文章目录
Author: CHEN, Yue
Organization: 浙江大学
Time Limit: 600 ms
Memory Limit: 64 MB
Code Size Limit: 16 KB
A1134 Vertex Cover (25point(s))
A vertex cover of a graph is a set of vertices such that each edge of the graph is incident to at least one vertex of the set. Now given a graph with several vertex sets, you are supposed to tell if each of them is a vertex cover or not.
Input Specification:
Each input file contains one test case. For each case, the first line gives two positive integers N and M (both no more than 10^4 ), being the total numbers of vertices and the edges, respectively. Then M lines follow, each describes an edge by giving the indices (from 0 to N−1) of the two ends of the edge.
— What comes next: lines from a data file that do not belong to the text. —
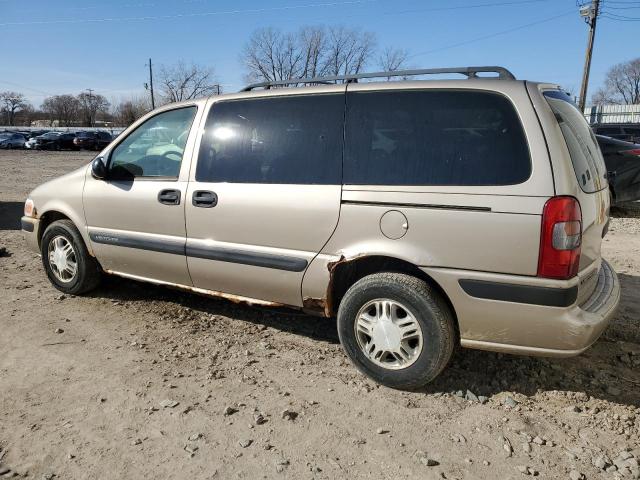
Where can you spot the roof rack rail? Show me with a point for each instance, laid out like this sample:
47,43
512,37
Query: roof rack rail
469,72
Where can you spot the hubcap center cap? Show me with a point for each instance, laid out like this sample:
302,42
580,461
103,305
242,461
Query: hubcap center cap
60,259
386,334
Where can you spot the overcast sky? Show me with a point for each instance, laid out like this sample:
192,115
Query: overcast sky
66,46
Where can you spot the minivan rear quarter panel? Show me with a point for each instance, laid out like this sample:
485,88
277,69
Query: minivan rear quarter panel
483,228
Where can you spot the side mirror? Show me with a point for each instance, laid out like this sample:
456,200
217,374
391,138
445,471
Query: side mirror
99,168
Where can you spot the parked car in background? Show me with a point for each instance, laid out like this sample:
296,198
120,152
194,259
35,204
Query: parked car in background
92,140
31,138
56,141
629,132
623,168
12,140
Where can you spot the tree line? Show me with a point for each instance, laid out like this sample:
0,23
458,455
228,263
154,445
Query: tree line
269,55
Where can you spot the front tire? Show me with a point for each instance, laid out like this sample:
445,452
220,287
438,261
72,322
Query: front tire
396,329
66,259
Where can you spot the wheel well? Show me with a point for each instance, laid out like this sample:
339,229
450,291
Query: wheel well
346,273
47,219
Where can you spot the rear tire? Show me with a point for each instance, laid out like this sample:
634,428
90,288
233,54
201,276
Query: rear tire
415,312
66,259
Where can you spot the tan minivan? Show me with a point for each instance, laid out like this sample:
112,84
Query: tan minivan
423,214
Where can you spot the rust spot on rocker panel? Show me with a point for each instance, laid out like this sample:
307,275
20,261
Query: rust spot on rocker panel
325,305
202,291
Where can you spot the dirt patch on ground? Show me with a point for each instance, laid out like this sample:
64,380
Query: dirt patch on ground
138,381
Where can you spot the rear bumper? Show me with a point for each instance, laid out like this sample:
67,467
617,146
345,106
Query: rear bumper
549,324
30,229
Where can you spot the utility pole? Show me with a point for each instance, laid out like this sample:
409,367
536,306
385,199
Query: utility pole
153,102
591,17
90,90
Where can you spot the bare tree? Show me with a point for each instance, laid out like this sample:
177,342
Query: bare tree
63,108
90,105
185,82
349,50
128,110
312,42
393,59
621,85
10,104
271,55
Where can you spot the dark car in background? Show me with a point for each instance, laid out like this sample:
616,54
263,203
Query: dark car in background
12,140
623,168
629,132
92,140
56,141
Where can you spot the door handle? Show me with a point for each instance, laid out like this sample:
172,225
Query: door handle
204,199
169,197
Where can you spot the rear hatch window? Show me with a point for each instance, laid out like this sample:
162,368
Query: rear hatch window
581,142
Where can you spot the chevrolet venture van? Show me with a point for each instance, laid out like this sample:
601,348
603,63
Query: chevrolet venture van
422,214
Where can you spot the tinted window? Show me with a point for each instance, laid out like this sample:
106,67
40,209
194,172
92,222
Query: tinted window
608,130
293,139
155,148
434,138
581,142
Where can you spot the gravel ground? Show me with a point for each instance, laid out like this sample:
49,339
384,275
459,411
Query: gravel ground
138,381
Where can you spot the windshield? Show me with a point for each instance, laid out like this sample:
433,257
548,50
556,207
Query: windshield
581,142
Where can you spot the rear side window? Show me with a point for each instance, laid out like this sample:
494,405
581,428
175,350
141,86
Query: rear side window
434,137
608,130
285,140
581,142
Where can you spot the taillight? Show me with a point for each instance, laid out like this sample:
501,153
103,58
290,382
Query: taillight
560,238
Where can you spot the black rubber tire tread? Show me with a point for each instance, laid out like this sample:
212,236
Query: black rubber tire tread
89,272
432,312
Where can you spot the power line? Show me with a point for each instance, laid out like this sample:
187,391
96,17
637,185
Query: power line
491,35
267,9
616,16
591,17
186,15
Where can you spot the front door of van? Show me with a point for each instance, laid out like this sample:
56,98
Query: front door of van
135,216
265,195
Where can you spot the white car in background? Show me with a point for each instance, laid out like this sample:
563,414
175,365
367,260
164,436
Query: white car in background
31,143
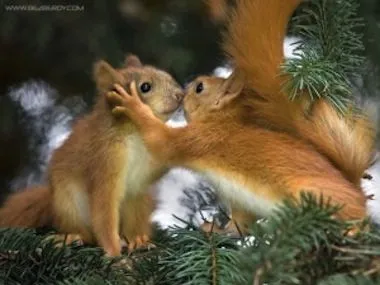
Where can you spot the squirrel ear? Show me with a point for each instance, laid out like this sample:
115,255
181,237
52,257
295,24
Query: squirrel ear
231,88
132,60
105,76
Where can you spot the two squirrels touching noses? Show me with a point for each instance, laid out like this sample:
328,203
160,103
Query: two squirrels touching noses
244,135
248,139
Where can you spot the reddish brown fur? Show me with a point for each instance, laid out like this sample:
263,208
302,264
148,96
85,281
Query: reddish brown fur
247,131
255,44
247,155
88,173
27,209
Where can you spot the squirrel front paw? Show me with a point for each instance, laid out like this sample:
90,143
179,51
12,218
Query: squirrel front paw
139,242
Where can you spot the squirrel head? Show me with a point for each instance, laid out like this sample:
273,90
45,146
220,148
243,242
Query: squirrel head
156,87
209,94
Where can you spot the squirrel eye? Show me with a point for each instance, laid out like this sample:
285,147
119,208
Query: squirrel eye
145,87
199,88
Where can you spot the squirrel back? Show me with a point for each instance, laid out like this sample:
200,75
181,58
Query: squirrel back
254,42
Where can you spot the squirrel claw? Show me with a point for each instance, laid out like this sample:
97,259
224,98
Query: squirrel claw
66,239
114,98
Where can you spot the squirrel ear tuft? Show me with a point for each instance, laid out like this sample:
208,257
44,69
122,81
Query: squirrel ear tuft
132,60
232,87
105,76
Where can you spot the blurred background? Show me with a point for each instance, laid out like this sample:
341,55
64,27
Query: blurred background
46,60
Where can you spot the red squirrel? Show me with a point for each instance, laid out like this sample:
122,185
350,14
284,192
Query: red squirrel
98,179
255,145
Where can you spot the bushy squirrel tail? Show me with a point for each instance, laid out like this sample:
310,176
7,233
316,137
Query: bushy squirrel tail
348,140
30,208
254,41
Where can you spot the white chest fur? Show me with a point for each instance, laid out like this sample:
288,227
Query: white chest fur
237,193
139,166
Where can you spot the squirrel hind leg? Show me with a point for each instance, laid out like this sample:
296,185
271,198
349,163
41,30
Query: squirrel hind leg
136,226
69,239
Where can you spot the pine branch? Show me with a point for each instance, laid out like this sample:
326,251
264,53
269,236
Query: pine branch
329,53
302,244
195,257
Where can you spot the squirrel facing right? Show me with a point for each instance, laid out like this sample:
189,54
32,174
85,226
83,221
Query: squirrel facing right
244,134
98,180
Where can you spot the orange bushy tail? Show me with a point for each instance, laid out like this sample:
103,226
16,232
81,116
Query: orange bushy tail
254,42
29,208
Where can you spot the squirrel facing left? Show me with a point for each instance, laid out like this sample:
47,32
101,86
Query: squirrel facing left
98,179
242,134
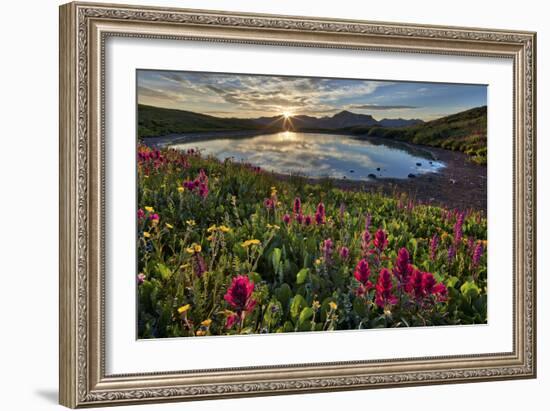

After the graph, a positive integer K (≤ 100) is given, which is the number of queries. Then K lines of queries follow, each in the format:
Nv v[1] v[2]⋯v[Nv ]
where Nv is the number of vertices in the set, and v[i]'s are the indices of the vertices.
Output Specification:
For each query, print in a line Yes if the set is a vertex cover, or No if not.
Sample Input:
10 11
8 7
6 8
4 5
8 4
8 1
1 2
1 4
9 8
9 1
1 0
2 4
5
4 0 3 8 4
6 6 1 7 5 4 9
3 1 8 4
2 2 8
7 9 8 7 6 5 4 2
Sample Output:
No
Yes
Yes
No
No
Code
#include <bits/stdc++.h>
using namespace std;
vector<vector<int>> near(10000);
vector<int> degree(10000),degreeT(10000);
int main(){
int n,nv,m,k,u,v;
cin>>n>>m;
for(int i=0;i<m;i++){
cin>>u>>v;
near[u].push_back(v);
near[v].push_back(u);
degreeT[u]++;
degreeT[v]++;
}
cin>>k;
for(int i=0;i<k;i++){
degree=degreeT;
int flag=0;
cin>>nv;
for(int j=0;j<nv;j++){
cin>>u;
for(int l=0;l<near[u].size();l++){
degree[u]--;
degree[near[u][l]]--;
}
}
for(int j=0;j<n;j++){
if(degree[j]>0){
flag=1;
break;
}
}
if(flag==1) printf("No\n");
else printf("Yes\n");
}
return 0;
}
Analysis
-已知一张图的连通情况,判断给定的一个顶点集合是不是连接着图中所有的边。
-首先求出这张图每一个顶点的度,对于每一个顶点集合,没找到一个点,就把它和与它相连的顶点的度各减减。然后遍历所有顶点,如果此时还有顶点的度大于0,说明这个集合不符合题目要求。